NEW YORK — It's been a year since James Dolan announced his intent to sell the New York Liberty, and the team is still on the market.
There have been several potential buyers and a few have gotten close to purchasing the team, but for various reasons all the potential deals fell through. Even without a new owner on the horizon and the Liberty in the same situation as last November, there is no danger of the team ceasing to exist this winter.
"There is no risk of the Liberty folding in the offseason," NBA Commissioner Adam Silver said in a phone interview. "Jim has been very helpful to the league on the Liberty. Even though the team wasn't sold on his initial timeline, he indicated he would do whatever is necessary to support the transition to a new owner."
The Liberty said in a statement they would "work closely with the WNBA to find the right steward for the team moving forward."

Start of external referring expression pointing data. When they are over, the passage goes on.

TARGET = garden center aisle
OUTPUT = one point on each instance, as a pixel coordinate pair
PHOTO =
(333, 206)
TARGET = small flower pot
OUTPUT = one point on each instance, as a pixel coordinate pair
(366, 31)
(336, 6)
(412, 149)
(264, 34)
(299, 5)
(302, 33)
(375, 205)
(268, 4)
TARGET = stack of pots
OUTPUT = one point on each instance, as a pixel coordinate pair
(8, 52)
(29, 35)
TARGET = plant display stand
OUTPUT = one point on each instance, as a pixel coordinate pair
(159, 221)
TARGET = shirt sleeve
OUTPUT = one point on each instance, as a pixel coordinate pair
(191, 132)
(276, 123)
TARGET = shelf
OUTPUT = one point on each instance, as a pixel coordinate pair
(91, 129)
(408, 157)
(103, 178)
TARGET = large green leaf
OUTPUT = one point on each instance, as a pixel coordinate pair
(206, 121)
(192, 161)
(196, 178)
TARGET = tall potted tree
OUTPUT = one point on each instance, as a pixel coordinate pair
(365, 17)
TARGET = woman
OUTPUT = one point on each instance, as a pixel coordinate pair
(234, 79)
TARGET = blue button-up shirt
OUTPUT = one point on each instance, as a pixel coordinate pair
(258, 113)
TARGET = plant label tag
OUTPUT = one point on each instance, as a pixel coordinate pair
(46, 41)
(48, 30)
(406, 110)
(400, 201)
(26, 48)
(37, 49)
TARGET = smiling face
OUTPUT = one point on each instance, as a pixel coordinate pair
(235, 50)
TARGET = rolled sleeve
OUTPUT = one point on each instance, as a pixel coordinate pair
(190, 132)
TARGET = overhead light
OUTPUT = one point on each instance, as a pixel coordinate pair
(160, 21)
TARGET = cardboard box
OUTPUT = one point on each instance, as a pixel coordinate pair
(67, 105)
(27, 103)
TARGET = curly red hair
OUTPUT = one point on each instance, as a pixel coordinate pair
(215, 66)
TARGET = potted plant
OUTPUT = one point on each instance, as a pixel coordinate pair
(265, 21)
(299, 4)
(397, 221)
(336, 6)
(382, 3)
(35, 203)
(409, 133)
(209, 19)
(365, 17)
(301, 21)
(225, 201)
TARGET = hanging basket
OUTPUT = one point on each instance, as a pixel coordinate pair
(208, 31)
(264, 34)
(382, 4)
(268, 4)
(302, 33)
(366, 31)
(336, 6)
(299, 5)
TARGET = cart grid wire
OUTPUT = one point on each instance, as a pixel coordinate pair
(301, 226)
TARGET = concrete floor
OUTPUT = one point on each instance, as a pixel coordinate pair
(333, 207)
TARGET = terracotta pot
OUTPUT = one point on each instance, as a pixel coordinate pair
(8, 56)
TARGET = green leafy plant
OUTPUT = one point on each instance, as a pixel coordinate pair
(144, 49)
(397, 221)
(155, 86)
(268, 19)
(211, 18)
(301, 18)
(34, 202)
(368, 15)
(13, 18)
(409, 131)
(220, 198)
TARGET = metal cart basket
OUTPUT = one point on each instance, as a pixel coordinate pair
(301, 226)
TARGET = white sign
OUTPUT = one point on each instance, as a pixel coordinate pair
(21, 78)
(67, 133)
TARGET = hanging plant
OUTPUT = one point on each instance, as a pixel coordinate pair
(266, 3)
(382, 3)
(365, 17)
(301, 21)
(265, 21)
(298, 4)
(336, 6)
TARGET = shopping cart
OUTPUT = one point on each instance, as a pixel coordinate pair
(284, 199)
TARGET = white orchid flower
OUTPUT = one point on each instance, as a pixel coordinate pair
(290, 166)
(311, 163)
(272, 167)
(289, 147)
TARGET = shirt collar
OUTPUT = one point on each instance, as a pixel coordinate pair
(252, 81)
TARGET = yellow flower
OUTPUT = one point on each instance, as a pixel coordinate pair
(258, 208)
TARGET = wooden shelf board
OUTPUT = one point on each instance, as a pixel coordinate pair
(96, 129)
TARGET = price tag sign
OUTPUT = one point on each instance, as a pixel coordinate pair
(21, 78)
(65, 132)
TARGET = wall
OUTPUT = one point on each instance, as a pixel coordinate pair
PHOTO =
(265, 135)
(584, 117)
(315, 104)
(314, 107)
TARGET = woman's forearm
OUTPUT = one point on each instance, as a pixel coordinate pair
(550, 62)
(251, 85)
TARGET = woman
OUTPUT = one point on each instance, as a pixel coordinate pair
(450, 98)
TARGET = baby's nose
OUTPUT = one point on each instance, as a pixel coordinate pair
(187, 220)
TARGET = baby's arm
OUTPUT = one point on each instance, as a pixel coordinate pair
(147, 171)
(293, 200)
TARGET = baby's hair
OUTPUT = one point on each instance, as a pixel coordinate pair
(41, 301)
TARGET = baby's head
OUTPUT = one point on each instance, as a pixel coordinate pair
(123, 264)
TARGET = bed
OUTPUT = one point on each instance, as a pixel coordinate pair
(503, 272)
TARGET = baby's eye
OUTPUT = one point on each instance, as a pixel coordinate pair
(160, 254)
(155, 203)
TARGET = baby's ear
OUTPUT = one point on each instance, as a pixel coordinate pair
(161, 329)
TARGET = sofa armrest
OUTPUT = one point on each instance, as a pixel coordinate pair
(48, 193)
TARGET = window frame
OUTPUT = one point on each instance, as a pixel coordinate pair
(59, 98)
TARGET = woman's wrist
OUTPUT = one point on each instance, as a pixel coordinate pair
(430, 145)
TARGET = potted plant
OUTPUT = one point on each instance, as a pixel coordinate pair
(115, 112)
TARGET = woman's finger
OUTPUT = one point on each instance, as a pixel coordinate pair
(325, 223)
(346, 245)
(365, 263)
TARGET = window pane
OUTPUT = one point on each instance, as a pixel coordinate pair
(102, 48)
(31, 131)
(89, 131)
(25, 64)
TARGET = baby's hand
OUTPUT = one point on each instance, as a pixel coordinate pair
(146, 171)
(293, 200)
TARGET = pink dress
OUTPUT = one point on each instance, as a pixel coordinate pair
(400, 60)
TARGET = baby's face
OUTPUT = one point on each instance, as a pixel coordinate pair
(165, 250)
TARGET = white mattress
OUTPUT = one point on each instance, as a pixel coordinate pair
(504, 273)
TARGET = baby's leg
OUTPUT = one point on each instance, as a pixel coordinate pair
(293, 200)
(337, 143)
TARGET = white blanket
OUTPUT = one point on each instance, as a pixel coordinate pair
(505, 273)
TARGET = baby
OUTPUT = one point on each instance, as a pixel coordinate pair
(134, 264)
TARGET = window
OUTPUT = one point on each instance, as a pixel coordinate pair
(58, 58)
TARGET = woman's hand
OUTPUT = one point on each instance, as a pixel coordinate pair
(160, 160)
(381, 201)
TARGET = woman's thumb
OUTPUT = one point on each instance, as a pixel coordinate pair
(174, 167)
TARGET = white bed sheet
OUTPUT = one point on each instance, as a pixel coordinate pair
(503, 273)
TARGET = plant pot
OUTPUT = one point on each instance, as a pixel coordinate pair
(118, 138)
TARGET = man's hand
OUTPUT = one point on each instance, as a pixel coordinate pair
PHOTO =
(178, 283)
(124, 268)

New York tried to make itself more appealing to a new owner by strengthening its financial structure after incurring heavy losses over the first 21 years. The team said before the season that it had "lost money every year since its inception and cumulative losses exceed $100 million."
Moving most of the home games to Westchester this past season did help the Liberty lose less money, although the franchise declined to comment on this season's financial situation.
Operating costs at the Westchester County Center were nearly 20 times less than playing a game at Madison Square Garden. The move to the WCC wasn't popular with longtime fans who would either have to drive or take a commuter train to reach the new arena.
The team dropped from fourth in attendance in 2017 to last in the league this past season, averaging 2,823 fans. That number was even smaller when the two kids' day games at MSG were taken out, with just 1,886 fans coming to the 15 Westchester dates. They couldn't routinely fill the arena, which was configured to hold only 2,319 fans.
The team plans on playing its games at the arena next year as well and already has sent out ticket renewal forms to its fans. The Liberty didn't announce they were playing at Westchester until February last season.
Improved play on the court could also help draw more fans. The Liberty struggled this season, finishing with the second-worst record in the league. To the Liberty players' credit, they didn't publicly grumble about the change in venue, which lacks many amenities of an NBA facility.
The union has discussed the arena issues with the league.